First, we looked at how people go and date in the real world. In the real world dating is social. One girl will call up her girlfriend and say, “Hey, let’s all go out tonight.” They all get dressed up and they never explicitly say, “Hey, we’re looking to get picked up by a guy.” They just tell themselves that they’re going out to have a good time. No one had ever invited me to join Match.com. No one ever said “go to Match.com, you’ll have a great time”. Match.com was a very lonely experience. So our vision from the very beginning was to build an online bar, a place where you go with a bunch of friends, you observe other people and decide which ones seem the most appealing to you. Then you gradually and slowly begin to strike up a conversation with them.

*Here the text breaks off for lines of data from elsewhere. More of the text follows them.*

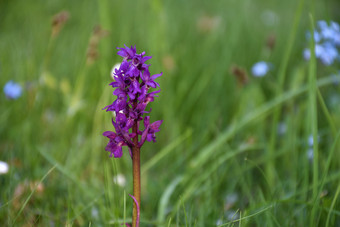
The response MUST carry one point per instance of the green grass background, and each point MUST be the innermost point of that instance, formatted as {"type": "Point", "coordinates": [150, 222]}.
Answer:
{"type": "Point", "coordinates": [218, 138]}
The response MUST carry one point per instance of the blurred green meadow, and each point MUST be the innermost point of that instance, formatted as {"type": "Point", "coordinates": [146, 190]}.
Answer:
{"type": "Point", "coordinates": [233, 150]}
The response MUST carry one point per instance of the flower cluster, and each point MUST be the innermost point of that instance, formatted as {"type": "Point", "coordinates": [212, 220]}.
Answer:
{"type": "Point", "coordinates": [327, 40]}
{"type": "Point", "coordinates": [132, 83]}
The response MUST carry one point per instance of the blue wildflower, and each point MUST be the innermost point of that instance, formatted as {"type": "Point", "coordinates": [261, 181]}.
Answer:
{"type": "Point", "coordinates": [260, 69]}
{"type": "Point", "coordinates": [327, 38]}
{"type": "Point", "coordinates": [12, 90]}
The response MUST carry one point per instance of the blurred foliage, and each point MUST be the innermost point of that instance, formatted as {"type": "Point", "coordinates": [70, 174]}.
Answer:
{"type": "Point", "coordinates": [219, 137]}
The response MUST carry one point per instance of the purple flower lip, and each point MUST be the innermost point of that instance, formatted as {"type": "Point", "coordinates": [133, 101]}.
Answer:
{"type": "Point", "coordinates": [132, 83]}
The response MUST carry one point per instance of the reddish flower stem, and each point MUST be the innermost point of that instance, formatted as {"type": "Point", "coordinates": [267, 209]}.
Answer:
{"type": "Point", "coordinates": [135, 173]}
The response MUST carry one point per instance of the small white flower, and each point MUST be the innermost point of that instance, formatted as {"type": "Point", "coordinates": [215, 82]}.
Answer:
{"type": "Point", "coordinates": [116, 66]}
{"type": "Point", "coordinates": [260, 69]}
{"type": "Point", "coordinates": [120, 179]}
{"type": "Point", "coordinates": [3, 167]}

We also take matching very seriously. If your friend tells you he knows a great girl, no matter how much you trust your friend, you’re going to ask him a series of questions before you meet her. We were able to model that process online by having users upload their own questions and then select their own desirability and weight those on a 5 point scale. So each person was customizing their own algorithm based on their preferences.
You have started another site recently called Crazy Blind Date. Can you tell us about how that came around?

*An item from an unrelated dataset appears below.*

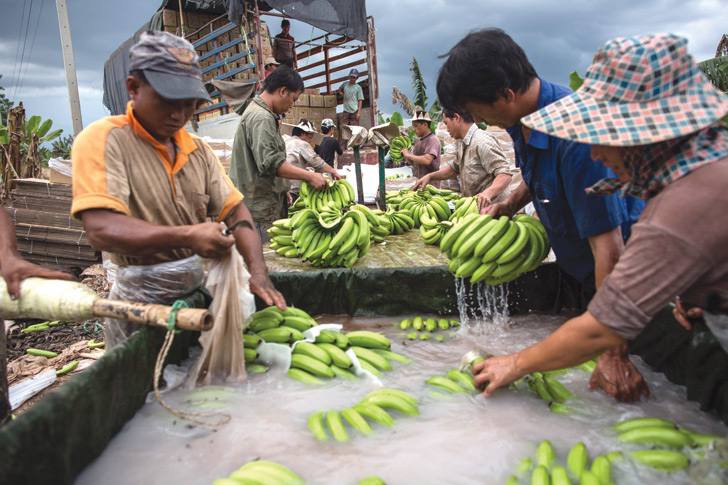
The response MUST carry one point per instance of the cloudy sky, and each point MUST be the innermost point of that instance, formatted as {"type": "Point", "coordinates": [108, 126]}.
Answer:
{"type": "Point", "coordinates": [558, 36]}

The Crazy Blind Date story actually has its roots comingled in the founding of OkCupid itself. In 2002 my partner Chris came up with an idea to create a dating website where there was a blind date button. If you push the button, you are guaranteed to go on a date that night. Of course, the problem with the blind date button is, in order for that to work, you have to have a huge database. We always had this idea of the blind date button in our back pocket. A couple of years ago we started getting serious about it. We had a big enough site that we could make a blind date button work. A blind date button on OkCupid would be great but we thought that launching it as a standalone site would be really flashy and get a lot of press.
What would you say surprised you the most about the way internet daters behave? Have there been any shocking aberrations in human behavior that you really wouldn’t have predicted?
A lot of people look at a profile and they’re immediately looking for negatives. They’re looking for reasons to reject the potential date. In the offline world people tend to be looking for reasons to make it work.
How does OkCupid help people find somebody who is a match that they also have chemistry with?
There are two elements how we handle the chemistry issue. The first is the expectation. We’re not promising that our algorithms are going to look through all the profiles on our site and find the one who is the best for you. We’re trying to facilitate you going on first dates that don’t suck. The second one is the analogy of a bar I was talking about. On OkCupid there is a big opportunity to see someone over a course of time. We allow a lot of ways for you to express yourself.
So there seems to be a bit of a trend recently with free dating sites starting to charge. Isn’t advertising revenue enough?
It’s not about enough. It turns out that there are opportunities to make money off subscription fees and also off advertisement. We’re going to see a convergence of free and paid dating sites. If you’re on a site that allows you to just post a profile and then if you want to communicate you have to pay, you’re on a paid site. And if you can communicate for free, you’re on a free site. We want to be known as a free site, but there are a bunch of things that we can offer our users who are most serious to pay for a better experience and there are things that we can offer them that are premium.
I would love to know what your vision is for the internet dating industry. What is it going to look like in 2015?
We’re going to have one big free site, maybe two, and we’re going to have a solar system of subscription sites all around them. People will still go to e-Harmony for marital, people are still going to go to places for one night stands but there is always going to be this big free site in the middle that everybody feels they have to be on.